Con queste righe, l’autrice, Audrey Niffenegger, esplicita quel paragone, tra il protagonista e il mitologico Ulisse, sotteso nell’intero romanzo e a tal punto fondamentale da decidere di affidare la conclusione proprio alla voce di Omero, i cui versi assumono un sapore di sorprendente modernità e si inseriscono fluidi nella narrazione, dando la sensazione che l’intera trama sia stata costruita all’incontrario, a partire dalla parola fine.
Pubblicato nel 2003 e romanzo d’esordio della scrittrice, questo romanzo, da cui è tratto anche il film Un amore all’improvviso, ha rappresentato una delle pietre miliari della fantascienza, reinventando, in una perfetta sintesi tra clichè e creatività, un tema assai caro a questo genere letterario: il viaggio nel tempo.

Al di là della stupefacente capacità introspettiva, che permette di esplicitare i pensieri dei personaggi con mirabile fluidità e di rapportare senza forzature la realtà circostante con la dimensione interiore, ciò che colpisce è soprattutto l’intenso realismo che permea la narrazione e coinvolge al punto da rendere agli occhi dei lettori quasi plausibile la possibilità dei viaggi del tempo.
Il protagonista, Henry DeTamble, non è un eletto, un eroe, un superuomo: è trattato al pari di coloro che sono colpiti da malattie geneticamente incurabili e letali: gli somministrano farmaci, droghe, studiano il suo DNA, lo replicano e lo impiantano nel corredo genetico dei topi, cercano di sviluppare una terapia genetica.

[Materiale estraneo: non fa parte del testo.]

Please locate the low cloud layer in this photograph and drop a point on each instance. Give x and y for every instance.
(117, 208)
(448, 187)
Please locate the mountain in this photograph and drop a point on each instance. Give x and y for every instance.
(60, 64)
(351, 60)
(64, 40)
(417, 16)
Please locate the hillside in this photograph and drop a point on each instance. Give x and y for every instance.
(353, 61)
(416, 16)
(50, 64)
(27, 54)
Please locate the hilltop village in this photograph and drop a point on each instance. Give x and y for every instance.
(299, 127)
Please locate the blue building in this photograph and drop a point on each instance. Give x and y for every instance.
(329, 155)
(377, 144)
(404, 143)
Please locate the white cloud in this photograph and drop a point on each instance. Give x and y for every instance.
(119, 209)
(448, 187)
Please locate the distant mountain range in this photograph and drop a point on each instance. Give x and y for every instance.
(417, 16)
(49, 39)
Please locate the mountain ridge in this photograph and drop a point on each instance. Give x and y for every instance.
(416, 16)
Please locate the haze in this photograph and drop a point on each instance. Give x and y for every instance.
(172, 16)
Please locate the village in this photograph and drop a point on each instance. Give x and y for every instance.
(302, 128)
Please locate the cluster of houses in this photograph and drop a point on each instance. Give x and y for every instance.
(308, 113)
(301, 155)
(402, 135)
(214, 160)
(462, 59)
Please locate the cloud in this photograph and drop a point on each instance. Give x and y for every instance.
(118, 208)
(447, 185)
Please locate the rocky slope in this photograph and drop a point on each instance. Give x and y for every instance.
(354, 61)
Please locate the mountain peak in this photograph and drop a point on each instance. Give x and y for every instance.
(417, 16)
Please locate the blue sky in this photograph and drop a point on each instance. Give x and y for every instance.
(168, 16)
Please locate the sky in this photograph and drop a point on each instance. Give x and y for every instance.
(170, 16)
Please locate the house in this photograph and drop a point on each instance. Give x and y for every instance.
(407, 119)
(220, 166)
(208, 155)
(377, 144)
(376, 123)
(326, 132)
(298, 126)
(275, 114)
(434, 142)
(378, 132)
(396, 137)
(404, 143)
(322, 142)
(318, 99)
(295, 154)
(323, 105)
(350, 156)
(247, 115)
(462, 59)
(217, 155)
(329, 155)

Infatti, i viaggi del tempo sono incontrollabili e lo conducono indifeso, senza vestiti, confuso nelle situazioni più varie e molto spesso pericolose, lo costringono ad imparare a rubare, scassinare serrature, fuggire, mentire. Ma soprattutto sono i viaggi nel tempo a condurlo, ormai sulla soglia della mezza età, nel prato vicino ad un’imponente casa del Michigan, dove incontra Clare, una bambina di sei anni dai capelli rossi, che nel suo presente è sua moglie.
La loro storia inizia così, con gli incontri tra una ragazzina e uno sconosciuto che appare e scompare senza il minimo preavviso, che passa il tempo a chiacchierare con lei, ad aiutarla nei compiti e con i verbi in francese, a giocare a scacchi, fin quando Clare diviene una giovane donna impaziente di vivere la loro relazione amorosa, che il romanzo ci mostrerà evolversi negli anni, indicando per ogni data l’età dei due, per facilitare la comprensione dei lettori.

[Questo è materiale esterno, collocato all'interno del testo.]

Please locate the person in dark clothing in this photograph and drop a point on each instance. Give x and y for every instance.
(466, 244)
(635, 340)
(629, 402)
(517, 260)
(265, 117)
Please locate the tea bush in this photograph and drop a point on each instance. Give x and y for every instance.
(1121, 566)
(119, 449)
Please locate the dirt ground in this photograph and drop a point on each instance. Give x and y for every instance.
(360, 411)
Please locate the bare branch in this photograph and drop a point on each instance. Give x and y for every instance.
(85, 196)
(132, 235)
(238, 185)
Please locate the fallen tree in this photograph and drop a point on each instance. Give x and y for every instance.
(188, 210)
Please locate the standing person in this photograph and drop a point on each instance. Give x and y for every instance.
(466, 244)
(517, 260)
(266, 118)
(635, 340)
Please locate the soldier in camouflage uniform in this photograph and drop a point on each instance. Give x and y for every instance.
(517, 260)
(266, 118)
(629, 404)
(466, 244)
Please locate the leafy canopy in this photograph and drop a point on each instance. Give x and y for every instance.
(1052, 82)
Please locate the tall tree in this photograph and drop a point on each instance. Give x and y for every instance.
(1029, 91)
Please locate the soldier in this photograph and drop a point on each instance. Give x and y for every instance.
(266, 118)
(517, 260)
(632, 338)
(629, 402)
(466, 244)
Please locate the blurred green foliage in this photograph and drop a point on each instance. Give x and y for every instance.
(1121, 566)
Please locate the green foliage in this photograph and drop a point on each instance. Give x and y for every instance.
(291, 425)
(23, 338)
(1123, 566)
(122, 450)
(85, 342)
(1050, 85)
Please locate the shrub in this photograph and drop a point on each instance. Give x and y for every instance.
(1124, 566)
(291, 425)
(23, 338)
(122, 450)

Si tratta di un romanzo strano, che risente un po’ delle sperimentazioni letterarie novecentesche, ricordando per esempio il flusso di coscienza oppure riprendendo uno stile semplice, quasi essenziale, pur rimanendo evocativo. Le tematiche trattate toccano la religione, l’arte, la maternità, l’amore, il sesso, la depressione. I personaggi sono complessi, e imperfetti in tutta la loro umanità, con desideri, egoismi, colossali errori, ma soprattutto timori: esseri umani in balia di un mondo oscuro, in cui sono immersi rispecchiandone le infinite sfaccettature. I reiterati sbaglio di Henry, il talvolta crudele egoismo di Clare, non li rendono “cattivi” ma ne mettono in risalto l’innegabile fragilità, che sembra molto spesso venire omessa nella letteratura per opera di un’eccessiva sublimazione poetica.
Di questo romanzo, innegabilmente crudo, rimane però l’impressione di un amore immortale, al pari di quello delle fiabe, e simboleggiato dalla figurina, stagliata sull’orizzonte nebuloso della vita quotidiana, di una Penelope moderna che attende in eterno il suo Ulisse, con dolore, nostalgia, rabbia, ma soprattutto incrollabile fede.